Çevre, Şehircilik ve İklim Değişikliği Bakanlığı tarafından Resmi Gazete‘de yayımlanan yönetmelik ile belediyelerin norm ve  kadrolarında değişiklik yapıldı. Buna göre 30 büyükşehir belediyesine “İklim Değişikliği ve Sıfır Atık Daire Başkanı” oluşturuldu. 51 il belediyesi ile nüfusu 50 binin üzerinde olan belediyelere de “İklim Değişikliği ve Sıfır Atık Müdürü” kadro unvanı verildi ve bu birimlerin kurulması zorunlu hale getirildi. Ayrıca, belediyeler ile 50 binin üzeri nüfusa sahip mahalli idarelerde en az 2 çevre mühendisi veya çevre görevlisi; 20-50 bin arasında nüfusa sahip mahalli idarelerde en az bir çevre mühendisi veya çevre görevlisi bulundurulması zorunluluğu getirildi.

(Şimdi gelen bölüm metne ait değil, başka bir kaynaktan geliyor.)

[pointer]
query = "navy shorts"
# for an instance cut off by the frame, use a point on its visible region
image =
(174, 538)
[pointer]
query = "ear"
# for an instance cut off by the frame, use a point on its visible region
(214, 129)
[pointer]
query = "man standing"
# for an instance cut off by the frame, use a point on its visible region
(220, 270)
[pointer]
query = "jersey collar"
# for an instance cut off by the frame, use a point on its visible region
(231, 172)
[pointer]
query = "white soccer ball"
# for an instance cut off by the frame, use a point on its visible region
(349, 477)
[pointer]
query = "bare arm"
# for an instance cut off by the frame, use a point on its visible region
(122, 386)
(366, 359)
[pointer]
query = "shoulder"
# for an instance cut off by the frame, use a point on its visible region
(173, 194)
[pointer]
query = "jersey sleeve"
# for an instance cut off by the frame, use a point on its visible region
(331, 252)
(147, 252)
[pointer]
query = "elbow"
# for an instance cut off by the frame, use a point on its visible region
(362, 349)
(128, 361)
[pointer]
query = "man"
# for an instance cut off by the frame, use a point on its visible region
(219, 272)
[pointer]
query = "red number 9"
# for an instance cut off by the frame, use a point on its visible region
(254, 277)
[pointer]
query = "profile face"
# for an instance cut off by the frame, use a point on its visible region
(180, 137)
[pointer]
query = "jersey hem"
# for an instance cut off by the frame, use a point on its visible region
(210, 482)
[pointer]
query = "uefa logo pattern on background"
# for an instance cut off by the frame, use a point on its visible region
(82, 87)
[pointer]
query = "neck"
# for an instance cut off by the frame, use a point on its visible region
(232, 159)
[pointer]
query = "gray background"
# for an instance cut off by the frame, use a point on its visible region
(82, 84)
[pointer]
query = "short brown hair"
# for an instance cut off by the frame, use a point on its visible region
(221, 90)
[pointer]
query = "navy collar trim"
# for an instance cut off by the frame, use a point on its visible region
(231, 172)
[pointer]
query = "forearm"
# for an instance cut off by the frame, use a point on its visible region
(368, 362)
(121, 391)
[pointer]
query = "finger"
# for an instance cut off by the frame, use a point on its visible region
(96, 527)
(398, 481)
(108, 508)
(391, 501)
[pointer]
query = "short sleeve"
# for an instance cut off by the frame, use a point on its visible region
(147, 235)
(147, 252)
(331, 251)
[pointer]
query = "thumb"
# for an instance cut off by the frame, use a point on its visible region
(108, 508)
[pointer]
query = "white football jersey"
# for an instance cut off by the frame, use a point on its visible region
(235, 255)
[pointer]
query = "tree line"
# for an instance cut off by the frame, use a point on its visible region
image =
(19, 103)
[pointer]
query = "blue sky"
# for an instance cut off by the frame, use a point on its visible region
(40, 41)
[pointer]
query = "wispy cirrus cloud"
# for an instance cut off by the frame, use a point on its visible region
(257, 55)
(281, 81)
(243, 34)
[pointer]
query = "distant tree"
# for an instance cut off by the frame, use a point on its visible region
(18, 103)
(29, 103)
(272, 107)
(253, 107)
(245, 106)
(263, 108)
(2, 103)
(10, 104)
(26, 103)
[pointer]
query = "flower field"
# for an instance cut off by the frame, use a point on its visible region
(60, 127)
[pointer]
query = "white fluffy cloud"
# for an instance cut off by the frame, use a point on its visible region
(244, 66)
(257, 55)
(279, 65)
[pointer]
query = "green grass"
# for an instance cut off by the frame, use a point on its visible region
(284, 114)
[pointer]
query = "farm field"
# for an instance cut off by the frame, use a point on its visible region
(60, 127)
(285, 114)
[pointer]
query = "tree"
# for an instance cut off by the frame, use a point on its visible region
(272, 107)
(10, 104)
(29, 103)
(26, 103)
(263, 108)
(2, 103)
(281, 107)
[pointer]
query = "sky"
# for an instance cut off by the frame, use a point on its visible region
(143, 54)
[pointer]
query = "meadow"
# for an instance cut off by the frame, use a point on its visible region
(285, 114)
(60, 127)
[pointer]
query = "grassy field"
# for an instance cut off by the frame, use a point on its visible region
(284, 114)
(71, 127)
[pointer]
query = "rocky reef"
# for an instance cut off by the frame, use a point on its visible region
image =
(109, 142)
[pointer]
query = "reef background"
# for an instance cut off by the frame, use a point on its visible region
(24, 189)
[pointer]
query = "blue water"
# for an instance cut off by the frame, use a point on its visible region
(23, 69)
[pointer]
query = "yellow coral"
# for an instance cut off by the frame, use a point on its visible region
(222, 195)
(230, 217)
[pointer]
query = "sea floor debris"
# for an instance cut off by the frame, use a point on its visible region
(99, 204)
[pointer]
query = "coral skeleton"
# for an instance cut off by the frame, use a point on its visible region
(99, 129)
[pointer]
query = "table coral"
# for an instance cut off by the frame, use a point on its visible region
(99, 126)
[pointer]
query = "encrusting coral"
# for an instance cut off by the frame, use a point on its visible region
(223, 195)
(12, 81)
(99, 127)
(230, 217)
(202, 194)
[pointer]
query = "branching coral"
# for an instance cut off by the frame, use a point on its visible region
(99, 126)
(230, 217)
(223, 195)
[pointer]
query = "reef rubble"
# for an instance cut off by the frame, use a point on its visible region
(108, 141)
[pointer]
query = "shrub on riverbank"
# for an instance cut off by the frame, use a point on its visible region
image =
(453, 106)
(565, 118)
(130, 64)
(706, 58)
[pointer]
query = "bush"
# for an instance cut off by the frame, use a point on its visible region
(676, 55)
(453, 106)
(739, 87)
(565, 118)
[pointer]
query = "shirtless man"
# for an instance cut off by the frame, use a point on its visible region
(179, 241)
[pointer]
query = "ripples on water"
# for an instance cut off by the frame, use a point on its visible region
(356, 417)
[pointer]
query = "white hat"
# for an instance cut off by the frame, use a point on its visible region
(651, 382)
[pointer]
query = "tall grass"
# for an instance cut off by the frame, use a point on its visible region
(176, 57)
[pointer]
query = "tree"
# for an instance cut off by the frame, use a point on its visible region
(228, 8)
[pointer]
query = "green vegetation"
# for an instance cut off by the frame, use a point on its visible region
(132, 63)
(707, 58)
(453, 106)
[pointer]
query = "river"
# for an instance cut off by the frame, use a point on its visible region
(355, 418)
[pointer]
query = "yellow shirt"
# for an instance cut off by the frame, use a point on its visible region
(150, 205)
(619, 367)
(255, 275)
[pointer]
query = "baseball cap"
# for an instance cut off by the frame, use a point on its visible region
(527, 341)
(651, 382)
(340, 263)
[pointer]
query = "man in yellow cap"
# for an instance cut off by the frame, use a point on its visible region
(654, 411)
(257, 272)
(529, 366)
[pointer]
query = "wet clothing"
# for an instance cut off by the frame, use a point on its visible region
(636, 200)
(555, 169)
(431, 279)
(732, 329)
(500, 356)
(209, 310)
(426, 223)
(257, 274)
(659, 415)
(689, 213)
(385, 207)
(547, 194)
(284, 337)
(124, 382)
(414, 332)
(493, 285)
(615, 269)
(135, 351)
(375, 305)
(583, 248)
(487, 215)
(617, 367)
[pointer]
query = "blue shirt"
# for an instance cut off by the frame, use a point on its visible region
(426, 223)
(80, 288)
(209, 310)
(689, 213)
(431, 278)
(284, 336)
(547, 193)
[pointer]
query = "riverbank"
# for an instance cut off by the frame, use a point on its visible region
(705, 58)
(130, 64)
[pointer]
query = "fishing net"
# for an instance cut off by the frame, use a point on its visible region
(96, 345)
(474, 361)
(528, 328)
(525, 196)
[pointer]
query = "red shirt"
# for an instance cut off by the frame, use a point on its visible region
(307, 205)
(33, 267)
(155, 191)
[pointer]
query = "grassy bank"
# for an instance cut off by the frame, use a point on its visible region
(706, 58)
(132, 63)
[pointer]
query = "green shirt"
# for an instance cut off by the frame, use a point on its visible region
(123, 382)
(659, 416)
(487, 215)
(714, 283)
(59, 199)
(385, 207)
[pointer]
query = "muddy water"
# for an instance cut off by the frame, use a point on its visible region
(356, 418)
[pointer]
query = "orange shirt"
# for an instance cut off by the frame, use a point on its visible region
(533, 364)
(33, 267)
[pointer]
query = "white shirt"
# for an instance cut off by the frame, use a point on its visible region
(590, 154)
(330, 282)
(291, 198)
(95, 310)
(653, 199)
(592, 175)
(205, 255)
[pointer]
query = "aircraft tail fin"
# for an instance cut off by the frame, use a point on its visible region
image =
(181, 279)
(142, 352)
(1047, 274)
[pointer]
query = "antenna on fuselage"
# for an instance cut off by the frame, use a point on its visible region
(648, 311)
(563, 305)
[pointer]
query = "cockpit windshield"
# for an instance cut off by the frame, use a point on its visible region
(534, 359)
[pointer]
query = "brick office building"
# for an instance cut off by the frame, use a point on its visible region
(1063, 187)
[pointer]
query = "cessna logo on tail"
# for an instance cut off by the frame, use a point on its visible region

Tekirdağ'ın Marmaraereğlisi ilçesindeki Kamara Deresi'ne atık suyunu akıtarak nehrin renginin değişmesine neden olan tesise 500 bin lira ceza kesilerek faaliyetinin durdurulduğu bildirildi. İl Çevre, Şehircilik ve İklim Değişikliği Müdürlüğü'nden yapılan açıklamada, Kamara Deresi'nin kırmızı renkli aktığı yönünde ihbarlar üzerine aynı gün ivedilikle olay yerine intikal edildiği belirtildi. Ekiplerin yaptığı inceleme sonucu kirliliğin, plastik çapak yıkama ve granül üretimi konusunda faaliyet gösteren plastik geri dönüşüm tesisinden kaynaklandığının tespit edildiğine işaret edilen açıklamada şu ifadelere yer verildi: “Kirliliğe neden olduğu tespit edilen söz konusu plastik çapak yıkama ve geri dönüşüm tesisinin Çevre İzin ve Lisans Belgesi'nin bulunmadığı tespit edildi ve dereye verilen atık sudan analiz yapılmak üzere numune alındı. Müdürlüğümüz tarafından Çevre Kanunu kapsamında söz konusu işletmeye çevre izin ve lisans belgesinin bulunmaması nedeniyle ve dereye atık sularını vermesi nedeniyle 500 bin lira ceza cezası kesilerek faaliyet durdurma işlemi tesis edilecek olup ayrıca Cumhuriyet Başsavcılığı'na suç duyurusunda bulunulacak."